В последние месяцы года Помпей вознамерился дать им почувствовать своё присутствие. Обосновавшись на Сицилии и Сардинии, он начал совершать оттуда набеги на побережье Италии, угрожая жизненно важным для Рима поставкам зерна. Цены на продукты возросли, и положение усугублялось тем, что ввели новые налоги, чтобы набрать денег на новую войну на море. В конце концов в середине сентября римская чернь взбунтовалась, и пришлось ввести войска.
Стало ясно, что с Помпеем, так или иначе, придётся считаться. Понимая, что их флот ещё недостаточно силен, чтобы рисковать всей кампанией, Антоний и Октавиан решились заключить мир. Они уговорили Помпея принять Корсику, Сардинию, Сицилию (по закону) и Пелопоннес в качестве провинции для управления в обмен на обещание хорошо себя вести.
На востоке положение было ещё хуже. Персия — огромная империя, лежавшая вблизи границ Рима, — захватила Сирию, и шаткие планы Антония насчёт буферных государств на восточной окраине римской территории покосились и рухнули, как прогнивший многоквартирный дом. Цари мелких государств один за другим сдавались захватчикам: Каппадокия[185], Коммагена, Галатия... один за одним, Хуже всего, что командовал персидской армией римский военачальник, заместитель Цезаря Лабений, который изменил ему. К осени ситуация стала критической.

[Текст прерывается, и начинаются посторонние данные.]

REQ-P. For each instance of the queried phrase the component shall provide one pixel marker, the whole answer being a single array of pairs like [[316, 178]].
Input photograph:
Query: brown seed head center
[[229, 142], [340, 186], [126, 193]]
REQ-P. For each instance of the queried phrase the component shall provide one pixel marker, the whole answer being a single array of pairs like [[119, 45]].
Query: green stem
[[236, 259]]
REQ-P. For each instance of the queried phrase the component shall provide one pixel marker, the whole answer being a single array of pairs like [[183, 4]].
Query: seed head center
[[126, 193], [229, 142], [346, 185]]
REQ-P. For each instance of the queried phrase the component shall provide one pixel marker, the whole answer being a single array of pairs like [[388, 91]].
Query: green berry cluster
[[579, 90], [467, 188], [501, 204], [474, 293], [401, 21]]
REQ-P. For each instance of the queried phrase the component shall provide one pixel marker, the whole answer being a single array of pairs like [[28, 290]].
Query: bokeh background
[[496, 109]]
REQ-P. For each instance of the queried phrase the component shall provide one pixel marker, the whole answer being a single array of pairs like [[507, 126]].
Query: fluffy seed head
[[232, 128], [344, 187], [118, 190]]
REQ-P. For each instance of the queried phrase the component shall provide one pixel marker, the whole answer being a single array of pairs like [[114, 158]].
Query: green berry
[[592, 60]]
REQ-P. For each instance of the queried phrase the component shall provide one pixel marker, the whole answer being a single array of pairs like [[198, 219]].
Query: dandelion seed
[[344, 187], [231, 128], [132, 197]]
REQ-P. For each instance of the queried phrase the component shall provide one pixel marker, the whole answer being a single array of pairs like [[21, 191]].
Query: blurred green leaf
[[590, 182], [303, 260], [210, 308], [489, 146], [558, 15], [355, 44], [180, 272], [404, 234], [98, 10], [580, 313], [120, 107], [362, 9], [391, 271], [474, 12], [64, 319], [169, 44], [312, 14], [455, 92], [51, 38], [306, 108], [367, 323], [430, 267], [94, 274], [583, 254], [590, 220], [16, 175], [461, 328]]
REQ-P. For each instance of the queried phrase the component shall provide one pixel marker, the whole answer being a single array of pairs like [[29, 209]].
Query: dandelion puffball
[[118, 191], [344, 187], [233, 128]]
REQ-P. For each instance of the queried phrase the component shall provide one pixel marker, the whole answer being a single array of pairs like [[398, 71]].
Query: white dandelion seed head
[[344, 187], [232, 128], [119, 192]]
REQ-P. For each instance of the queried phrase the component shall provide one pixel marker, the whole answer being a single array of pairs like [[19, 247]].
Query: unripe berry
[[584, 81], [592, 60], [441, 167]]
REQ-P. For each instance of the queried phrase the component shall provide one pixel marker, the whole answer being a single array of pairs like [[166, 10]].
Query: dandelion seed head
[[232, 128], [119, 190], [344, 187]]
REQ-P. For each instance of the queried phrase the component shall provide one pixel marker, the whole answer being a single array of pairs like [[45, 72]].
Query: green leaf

Антоний выступил на восток, чтобы взять на себя руководство военными действиями, и в результате в Италии целый год царил мир.
Год после заключения договора в Бриндизи я жил то в Неаполе, то в Риме. Теперь, когда я согласился с планами Октавиана и Антония насчёт государства, я всерьёз принялся за пасторали. Как будто исчезло какое-то препятствие. Я больше не противился тому, чтобы дать стихам политическое звучание; по правде говоря, я, словно бык, который, однажды узнав вкус соли, опять и опять приходит лизать её, получал удовольствие, решая эту сложную задачу. Прежде всего, я заплатил свой долг, написав два стихотворения о конфискациях. К ним я прибавил ещё одно, о божественности Цезаря (недавно, по просьбе Октавиана, Антоний стал жрецом Божественного Юлия. Таким образом, стихи стали тройным комплиментом). Казалось, на некоторое время это смогло утолить страстное желание.